Die Anwälte des verurteilten Ex-Staatspräsidenten Lula suchen trotz Haftbefehls weiter nach Wegen, die Inhaftierung des 72-Jährigen zu umgehen – und sind erneut gescheitert.

São Paulo - Ein brasilianisches Gericht hat den neuerlichen Einspruch von Ex-Präsident Luiz Inácio Lula da Silva gegen seine Inhaftierung abgelehnt. Die Entscheidung des Gerichts in der Hauptstadt Brasília fiel wenige Minuten vor Ablauf einer Frist, zu der sich Lula für den Antritt seiner zwölfjährigen Haftstrafe bei den Behörden melden soll. Lulas Anwälte hatten mit ihrem Einspruch versucht, die Inhaftierung aufzuschieben.

Am Donnerstag hatte ein Richter dem Ex-Präsidenten eine Frist gesetzt, sich binnen 24 Stunden den Behörden zu stellen. Diese Frist läuft am Freitag um 22.00 Uhr (MESZ) ab. Lula ließ bislang keine Bereitschaft erkennen, der Aufforderung nachzukommen. Der Ex-Präsident hielt sich am Freitag im Gewerkschaftshaus seiner Heimatstadt São Bernardo do Campo auf. Hunderte Anhänger versammelten sich vor dem Gebäude, um ihn vor einer Festnahme zu schützen.

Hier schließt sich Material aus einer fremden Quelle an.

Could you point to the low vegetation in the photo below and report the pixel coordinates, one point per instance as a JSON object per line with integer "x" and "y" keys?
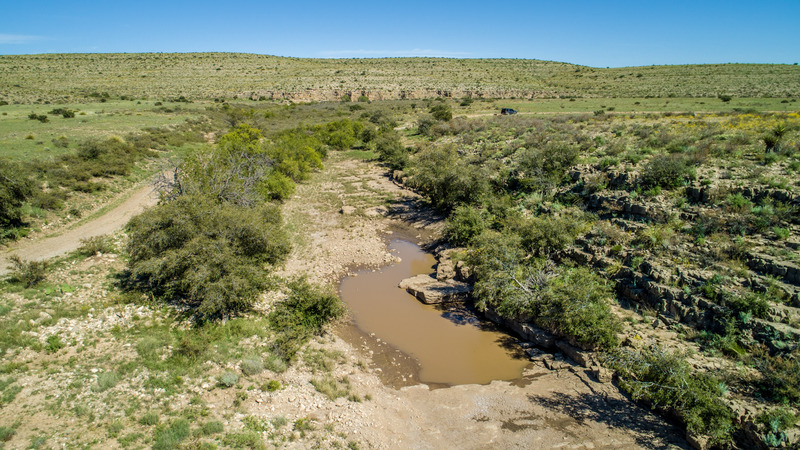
{"x": 606, "y": 229}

Der Ex-Präsident war im vergangenen Jahr wegen Verwicklung in einen weitverzweigten Korruptionsskandal und Geldwäsche verurteilt worden. Demnach ließ sich Lula während seiner Präsidentschaft von der größten brasilianischen Baufirma OAS eine Luxuswohnung in der Küstenstadt Guarujá im Bundesstaat São Paulo schenken sowie eine große Geldsumme in bar. Der Baukonzern soll im Gegenzug bei Verträgen mit dem staatlich kontrollierten Ölkonzern Petrobras begünstigt worden sein.